Event

Bernostalgia di Desa Gilangharjo Bersama Ngayogjazz 2018

Banyak kejutan di Ngayogjazz 2018

Dinar Surya Oktarini | Arendya Nariswari

Ngayogjazz 2018 di Desa Gilangharjo. (Guideku/Arendya Nariswari)
Ngayogjazz 2018 di Desa Gilangharjo. (Guideku/Arendya Nariswari)

Guideku.com - Memasuki usia yang ke-12, Ngayogjazz 2018 kali ini diadakan di Desa Gilangharjo, Pandak, Bantul.

Hanya diadakan pada hari Sabtu, 17 November 2018, acara Ngayogjazz 2018 tentunya menyedot banyak perhatian tak hanya bagi pecinta musik Jazz.

Kali ini Guideku.com berkesempatan untuk menyaksikan langsung pagelaran musik unik di Yogyakarta ini.

Memasuki area acara, Guideku.com telah disambut ramah oleh warga Desa Gilangharjo yang turut ambil peran dalam Ngayogjazz 2018.

Tak ketinggalan dekorasi bregada memegang alat musik jazz juga turut menyambut tim Guideku.com ketika hadir di venue Ngayogjazz 2018.

Menghadirkan sensasi nonton musik jazz di tengah desa memberikan pengalaman anti mainstream kepada setiap pengunjung.

Persis seperti tujuan dari Ngayogjazz 2018, acara ini memberikan tempat gotong royong merangkul warga desa dan membuat musik jazz menjadi lebih membumi dan dapat dinikmati semua khalayak.

Tak lama berkeliling, langkah Guideku.com tertuju di panggung lurah.

Terdengar suara alunan gamelan lembut dari arah panggung. Bukan orang dewasa atau lanjut usia, betapa terkejutnya ketika tim Guideku.com melihat pemain gamelan di Ngayogjazz 2018.

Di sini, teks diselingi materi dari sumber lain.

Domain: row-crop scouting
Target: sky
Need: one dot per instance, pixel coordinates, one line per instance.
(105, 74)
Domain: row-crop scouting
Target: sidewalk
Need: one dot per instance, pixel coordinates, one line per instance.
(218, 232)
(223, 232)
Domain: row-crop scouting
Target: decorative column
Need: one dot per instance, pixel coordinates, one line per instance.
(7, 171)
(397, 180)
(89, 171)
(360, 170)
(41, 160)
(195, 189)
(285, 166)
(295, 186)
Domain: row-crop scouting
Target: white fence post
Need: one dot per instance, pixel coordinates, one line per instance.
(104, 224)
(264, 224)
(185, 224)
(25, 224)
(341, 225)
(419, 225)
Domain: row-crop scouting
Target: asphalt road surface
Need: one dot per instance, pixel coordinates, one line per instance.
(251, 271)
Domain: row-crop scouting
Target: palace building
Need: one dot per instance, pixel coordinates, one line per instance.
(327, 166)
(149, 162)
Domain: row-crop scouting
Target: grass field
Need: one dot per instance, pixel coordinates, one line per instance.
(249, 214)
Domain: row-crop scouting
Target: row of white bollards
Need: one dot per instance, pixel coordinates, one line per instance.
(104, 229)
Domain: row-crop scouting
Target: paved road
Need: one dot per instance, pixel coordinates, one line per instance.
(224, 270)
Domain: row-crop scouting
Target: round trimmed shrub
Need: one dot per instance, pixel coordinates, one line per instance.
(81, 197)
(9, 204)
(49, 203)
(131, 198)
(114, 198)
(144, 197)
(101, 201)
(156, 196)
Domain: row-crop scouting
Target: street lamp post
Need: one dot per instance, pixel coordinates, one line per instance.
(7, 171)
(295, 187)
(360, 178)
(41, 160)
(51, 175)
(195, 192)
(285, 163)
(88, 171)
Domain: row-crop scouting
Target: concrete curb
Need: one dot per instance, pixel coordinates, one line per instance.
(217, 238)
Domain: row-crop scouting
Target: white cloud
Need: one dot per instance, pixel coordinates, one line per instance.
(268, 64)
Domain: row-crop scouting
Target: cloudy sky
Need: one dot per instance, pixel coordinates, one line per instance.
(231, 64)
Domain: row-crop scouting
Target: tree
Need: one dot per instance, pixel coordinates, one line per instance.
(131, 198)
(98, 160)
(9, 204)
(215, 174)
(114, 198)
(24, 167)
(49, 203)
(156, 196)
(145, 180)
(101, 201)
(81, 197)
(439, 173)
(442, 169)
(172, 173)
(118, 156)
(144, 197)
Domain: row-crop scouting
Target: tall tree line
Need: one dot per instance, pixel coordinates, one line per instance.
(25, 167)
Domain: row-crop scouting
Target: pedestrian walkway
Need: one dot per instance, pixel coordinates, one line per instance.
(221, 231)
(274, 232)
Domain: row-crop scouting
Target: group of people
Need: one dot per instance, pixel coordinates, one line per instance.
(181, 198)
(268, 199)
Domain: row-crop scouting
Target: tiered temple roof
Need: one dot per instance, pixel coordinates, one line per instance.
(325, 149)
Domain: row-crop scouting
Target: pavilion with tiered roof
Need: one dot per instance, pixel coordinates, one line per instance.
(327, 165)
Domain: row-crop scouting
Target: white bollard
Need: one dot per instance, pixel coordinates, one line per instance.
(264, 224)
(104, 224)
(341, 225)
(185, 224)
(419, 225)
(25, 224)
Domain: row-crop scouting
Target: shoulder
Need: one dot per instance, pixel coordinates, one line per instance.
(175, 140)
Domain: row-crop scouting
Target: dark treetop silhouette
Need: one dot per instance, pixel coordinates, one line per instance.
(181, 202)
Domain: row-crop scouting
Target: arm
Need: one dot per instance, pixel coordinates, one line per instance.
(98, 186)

Ngayogjazz 2018 di Desa Gilangharjo. (Guideku/Arendya Nariswari)
Ngayogjazz 2018 di Desa Gilangharjo. (Guideku/Arendya Nariswari)

 

Ya, ternyata musik tradisional ini dibawakan oleh kumpulan Karawitan Anak Gilangharjo.

Tidak hanya musik jazz, ternyata pengunjung juga dihibur dengan hadirnya pementasan gamelan. 

Masing-masing anak memegang alat musik dengan lihai, sementara lainnya memegang mic dan menyanyikan lagu.

Ngayogjazz 2018 di Desa Gilangharjo. (Guideku/Arendya Nariswari)
Ngayogjazz 2018 di Desa Gilangharjo. (Guideku/Arendya Nariswari)

 

Bagaikan mesin waktu, Guideku.com diajak oleh Karawitan Anak Gilangharjo bernostalgia dengan lagu dolanan anak.

Beberapa lagu dolanan anak yang dibawakan di antaranya yaitu Suwe Ora Jamu dan Gundul-Gundul Pacul.

Meski masih belia, anak-anak Desa Gilangharjo ini terlihat sangat lincah ketika memainkan alat musik tradisional seperti kendang, saron hingga gong.

Teriknya panas matahari juga tak menyurutkan antusias warga dan penonton untuk menyaksikan pagelaran Karawitan Anak Gilangharjo dalam Ngayogjazz 2018 tersebut.

Acara Ngayogjazz 2018 di Desa Gilangharjo, Pandak, Bantul ini rencananya akan berlangsung hingga pukul 23.00 WIB.